The two were killed in the north of Mali near Kidal. The documents have now been declassified and will be examined by the judge specialised in terrorist offences, Jean-Marc Herbaut.
The Minister for Defence, Jean-Yves Le Drian, has come down in favour of the Commission that was looking into the implications of releasing some of the documents and their impact on national security.
The Commission, which received all the documents relating to the case on December 22 has authorised the release of a large number of the 175 documents that were handed to the Commission by the Ministry of Defence.
The declassified documents arrived on Wednesday at the office of the judge and consist of telegrams, notes, photos and other information relating to the case.
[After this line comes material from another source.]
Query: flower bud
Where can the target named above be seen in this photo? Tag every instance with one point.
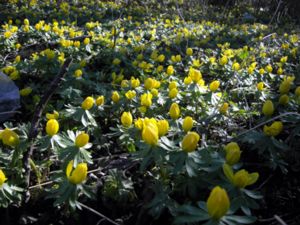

Included are documents that have been provided by intelligence agencies, including the agency tasked with external security (DGSE) and the military intelligence agency (DRM)
The Commission has looked at hundreds of pages of documents and has asked that one hundred confidential documents be declassified.
This means that 75 documents remain classified as the Commission ruled against their release. In the documents that have been released, several paragraphs have been erased to avoid compromising the way the army carries out operations and to protect future operations.
However, the documents that have been released will provide new insights into what happened on November 2 in 2013 in Kidal.
The judge could also ask to hear testimony from military personnel named in the file to clarify some of the contents. The judge could also ask for the release of other, related documents.